Immediate symptom relief:

  • Cold foods (numbs pain temporarily)
  • Popsicles or ice chips (soothing)
  • Avoid spicy/acidic foods (irritate burning sensation)
  • Avoid very hot foods/drinks (exacerbate burning)
  • Soft foods (if discomfort is severe)

Oral hygiene modifications:

  • Switch to mild toothpaste (SLS-free, dye-free)
  • Avoid whitening products (irritating)
  • Avoid mouthwash with alcohol (irritating)
  • Gentle brushing (soft-bristled toothbrush)
  • Avoid strong-flavored mouthwash (mint, cinnamon can irritate)

Moisture management:

  • Stay hydrated (drink plenty of water)
  • Use sugar-free gum or lozenges (stimulate saliva)
  • Consider saliva substitute (Xerolube, Biotene, if dry mouth is component)
  • Use humidifier at night (adds moisture to air)

Stress management:

  • Since stress worsens BMS, relaxation techniques help
  • Meditation, yoga, deep breathing
  • Therapy or counseling if anxiety is component
  • Sleep quality (poor sleep worsens symptoms)

The Psychological Impact

BMS is often dismissed as "it's all in your head"—which is frustrating and inaccurate. The pain is real. It's neuropathic, not psychological (though stress can exacerbate it).

This validation matters: You're not crazy. Your pain is real. Many people experience BMS, and it's a recognized medical condition.

Timeline: What to Expect

If underlying cause is treated:

  • Improvement often within 2-4 weeks as deficiency corrects
  • Full resolution depends on the cause

If medications are started (primary BMS):

  • Week 1-2: Usually no change
  • Week 3-4: First signs of improvement (pain might decrease 10-20%)
  • Week 4-8: More noticeable improvement (40-60% reduction possible)
  • Week 8-12: Maximum benefit is usually reached
  • Some people achieve near-complete resolution; others achieve 50% reduction

The reality: Some people respond well to treatment; others see partial improvement only. Finding the right medication or combination sometimes takes trial and error.
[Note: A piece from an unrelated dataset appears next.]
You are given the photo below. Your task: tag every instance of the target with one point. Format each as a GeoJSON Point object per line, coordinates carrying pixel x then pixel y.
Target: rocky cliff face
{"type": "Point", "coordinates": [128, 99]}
When to Seek Specialist Care

Consider referral to:

  • Neurologist: If pain is severe or doesn't respond to standard treatments (might have other neuropathy)
  • Oral medicine specialist: If standard dentist is uncertain about diagnosis
  • ENT specialist: If symptoms suggest other conditions
  • Rheumatologist: If systemic disease is suspected

Prognosis

With secondary BMS (underlying cause identified):

  • Often resolves once underlying cause is treated
  • Prognosis is good

With primary BMS:

  • About 1/3 of people experience spontaneous remission (symptoms go away)
  • 1/3 have persistent symptoms that partially respond to treatment
  • 1/3 have chronic symptoms with minimal response

The unpredictability is frustrating, but knowing that spontaneous remission occurs in 30% of cases can offer some hope.

Important Reality: Burning mouth syndrome is real, it's treatable, and you're not alone. About 1-5% of people experience it, particularly women over 60. Your pain is valid, and working with healthcare providers to identify and treat any underlying causes is the first step.


Your burning mouth is real, even if nothing looks wrong. Work with your dentist and doctor to identify any underlying causes. If secondary BMS is ruled out, primary BMS treatments can help reduce symptoms.